Ordinarily, California's injured workers have issues to worry about other than how doctors do their billings. Not so anymore. Here's why: the change over from the Official Medical Fee Schedule (OMFS) to the RBRVS system has come with severe restrictions against injured workers and their doctors. Even though the OMFS paid near the lowest in the nation, insurance companies weren't satisfied. Here's an example: under the OMFS consulting doctors were allowed to bill for review of medical records. Such reviews often entail studying boxes filled to the brim with medical records. These cases are often complicated by divergent opinions from treating doctors, utilization review denials by doctors, many of whom are unlicensed in California, and by doctors who haven't reviewed the patient's complete medical file. Sometimes the shear complexity of injured workers' injuries is overwhelming, e.g, as when multiple injuries occur, for instance, a fall from a ladder causing broken arms or legs, neck or back injury, and a head injury.
Treating doctors and consultants often spend extended amounts of time on such cases. Hours just to review medical records is common and until adoption of the new billing codes was compensated under Code 99358. That code has now been eliminated. The next step for the doctor would be to file an independent report for which the code was 99080. That code has also been eliminated even though such reports quite commonly would be around 20 typed pages and would also have required lengthy preparation.
As a further slap in the face, the actual consultation codes, e.g., 99245, have also been eliminated and have been replaced by RBRVS codes based on Medicare that cost the insurance companies less despite a minimal increase in Medicare. In a nutshell, consultation for and treatment of complicated injuries has become so prohibitive that primary treating doctors can often not get either. Recently, this writer had a case turned down by a teaching hospital: we were told outright that they don't accept workers' comp cases anymore (i.e., their reimbursement level was cut below the minimum standard the hospital felt it could live with).
A few years ago, when an attempt was being made to push SB 923 (Deleon) through the legislature, Stuart Bussey, MD, JD, family practice specialist and President of the Union of American Physicians and Dentists, Local 206 of the American Federation of State, County and Municipal Employees (AFSCME), AFL-CIO, testified that passage of the bill could tie his hands when specialty consultations were needed but were also unavailable. He said that this situation could leave him holding the malpractice bag. The bill crashed but some of its odious provisions were resurrected in SB 863 which is now the law and which mandates replacement of the OMFS by the RBRVS.
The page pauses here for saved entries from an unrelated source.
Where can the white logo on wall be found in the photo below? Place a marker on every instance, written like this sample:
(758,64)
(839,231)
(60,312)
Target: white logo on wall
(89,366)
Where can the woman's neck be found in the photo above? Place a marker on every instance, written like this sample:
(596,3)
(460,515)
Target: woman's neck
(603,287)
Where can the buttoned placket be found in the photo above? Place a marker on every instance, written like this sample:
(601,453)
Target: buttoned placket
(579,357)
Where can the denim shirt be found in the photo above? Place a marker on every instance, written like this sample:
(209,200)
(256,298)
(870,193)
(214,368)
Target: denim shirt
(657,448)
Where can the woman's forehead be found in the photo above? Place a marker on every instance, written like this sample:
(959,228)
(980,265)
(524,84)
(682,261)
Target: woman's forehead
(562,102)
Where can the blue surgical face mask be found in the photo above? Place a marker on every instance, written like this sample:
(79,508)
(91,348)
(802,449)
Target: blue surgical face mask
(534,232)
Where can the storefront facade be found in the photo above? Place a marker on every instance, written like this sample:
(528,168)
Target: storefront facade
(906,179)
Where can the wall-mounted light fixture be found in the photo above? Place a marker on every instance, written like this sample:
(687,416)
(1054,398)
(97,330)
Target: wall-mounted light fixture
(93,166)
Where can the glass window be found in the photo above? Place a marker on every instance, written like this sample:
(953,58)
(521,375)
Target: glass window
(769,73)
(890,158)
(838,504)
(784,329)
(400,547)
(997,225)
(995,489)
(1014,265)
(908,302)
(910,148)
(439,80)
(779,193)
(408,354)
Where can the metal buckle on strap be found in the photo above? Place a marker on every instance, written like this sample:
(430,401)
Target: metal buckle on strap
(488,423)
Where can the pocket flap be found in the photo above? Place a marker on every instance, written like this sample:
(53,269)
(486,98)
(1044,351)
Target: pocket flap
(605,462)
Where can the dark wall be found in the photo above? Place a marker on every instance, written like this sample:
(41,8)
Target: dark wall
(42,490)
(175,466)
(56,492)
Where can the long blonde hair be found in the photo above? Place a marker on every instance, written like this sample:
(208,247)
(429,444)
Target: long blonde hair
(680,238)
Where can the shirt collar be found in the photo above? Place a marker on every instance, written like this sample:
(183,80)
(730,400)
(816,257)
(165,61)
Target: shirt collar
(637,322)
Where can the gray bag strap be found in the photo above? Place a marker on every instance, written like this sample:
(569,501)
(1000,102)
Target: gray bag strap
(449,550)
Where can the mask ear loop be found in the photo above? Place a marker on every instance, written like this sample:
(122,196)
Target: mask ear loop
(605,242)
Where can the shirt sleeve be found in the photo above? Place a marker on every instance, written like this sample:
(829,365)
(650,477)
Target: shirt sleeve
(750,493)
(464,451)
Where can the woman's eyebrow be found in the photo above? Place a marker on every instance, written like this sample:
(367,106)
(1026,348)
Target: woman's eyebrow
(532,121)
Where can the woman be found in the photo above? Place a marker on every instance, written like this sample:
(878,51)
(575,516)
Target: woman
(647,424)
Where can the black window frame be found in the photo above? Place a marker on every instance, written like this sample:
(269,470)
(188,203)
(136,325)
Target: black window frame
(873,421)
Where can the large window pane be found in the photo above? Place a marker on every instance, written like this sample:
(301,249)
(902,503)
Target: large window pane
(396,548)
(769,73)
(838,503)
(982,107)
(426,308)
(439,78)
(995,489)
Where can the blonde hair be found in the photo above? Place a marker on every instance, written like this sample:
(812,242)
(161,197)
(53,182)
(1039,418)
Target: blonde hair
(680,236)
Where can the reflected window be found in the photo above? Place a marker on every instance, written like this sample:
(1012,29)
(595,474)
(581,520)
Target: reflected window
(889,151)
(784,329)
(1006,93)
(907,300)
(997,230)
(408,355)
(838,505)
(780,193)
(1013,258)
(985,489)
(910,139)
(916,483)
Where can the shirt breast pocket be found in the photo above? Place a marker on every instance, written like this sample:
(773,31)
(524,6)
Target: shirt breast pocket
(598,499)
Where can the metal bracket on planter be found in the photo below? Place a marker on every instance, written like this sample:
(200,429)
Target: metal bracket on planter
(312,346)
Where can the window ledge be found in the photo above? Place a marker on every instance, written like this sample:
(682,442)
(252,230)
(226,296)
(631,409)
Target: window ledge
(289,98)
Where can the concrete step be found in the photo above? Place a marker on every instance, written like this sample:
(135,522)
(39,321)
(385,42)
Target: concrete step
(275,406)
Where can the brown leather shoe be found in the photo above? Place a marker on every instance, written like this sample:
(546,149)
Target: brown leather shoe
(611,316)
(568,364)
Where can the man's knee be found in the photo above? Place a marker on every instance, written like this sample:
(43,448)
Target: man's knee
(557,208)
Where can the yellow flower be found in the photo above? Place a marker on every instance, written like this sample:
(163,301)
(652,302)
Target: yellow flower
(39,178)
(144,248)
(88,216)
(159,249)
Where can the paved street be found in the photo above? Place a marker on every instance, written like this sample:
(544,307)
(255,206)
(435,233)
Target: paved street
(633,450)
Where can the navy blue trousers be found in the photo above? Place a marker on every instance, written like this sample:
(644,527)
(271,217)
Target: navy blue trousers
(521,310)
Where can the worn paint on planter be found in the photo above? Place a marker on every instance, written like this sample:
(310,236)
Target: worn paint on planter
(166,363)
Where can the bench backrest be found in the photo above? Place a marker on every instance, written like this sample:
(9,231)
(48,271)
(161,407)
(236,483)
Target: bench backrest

Here's the rub: the deletion of the 99358 code for review of medical records means that many specialists will be unable to review cases as they should. The deletion of the 99080 code means that consultants, if and when they can be obtained, will not be able to file comprehensive reports for their patients. It means that Independent Medical Review (IMR) doctors may be much more likely to make decisions (75% of which deny care) without reviewing medical facts.
The billing code changes are a boon for insurance companies because it lowers their administrative expenses. It will also lower actual medical and surgical costs since absent these consultations and reports definitive medical and surgical steps will not be implemented. In chronic pain patients, for instance, it's likely to decrease physicians' treatment options. In this way chronic pain patients may end up on chronic opioids longer than would otherwise be necessary. It's a chilling thought when this example is extended to other diagnoses requiring complicated orthopedic, neurosurgical, and psychiatric care.
As a result of SB 863, Independent Medical Review (IMR) Physicians will review the necessity of care after Utilization Review (UR) doctors have first had their shot. Readers of this column know that in an op-ed in the San Francisco Chronicle, 8/29/08, entitled "How to practice medicine without a license," it was pointed out that UR doctors don't have to be licensed in California (union leaders should be interested in knowing that AFSCME, at its International Convention in Chicago in 2006, passed a resolution against this practice).
Upshot: not only does the UR physician not have to interview or examine the injured worker, the UR doc does not even have to be licensed in California, the state in which he practices. Errors the non-California-licensed UR physician make cannot be evaluated by the California Medical Board. Alleged errors cannot be evaluated by the medical board of the state in which the UR physician is licensed, either, because the out-of-state board doesn't have jurisdiction in California.
All of this largesse is now extended to the IMR physicians thanks to SB 863. The position of the insurance industry is now buttressed by the deletion of codes 99245, 99358, and 99080. Once again the injured worker takes it in the teeth. Nothing new in that, is there? It's just another injury to the already injured worker.
We recommend repeal of SB 863 and support for SB 626 (Beall) or similar legislation since Senator Beall pulled SB 626 in 2013.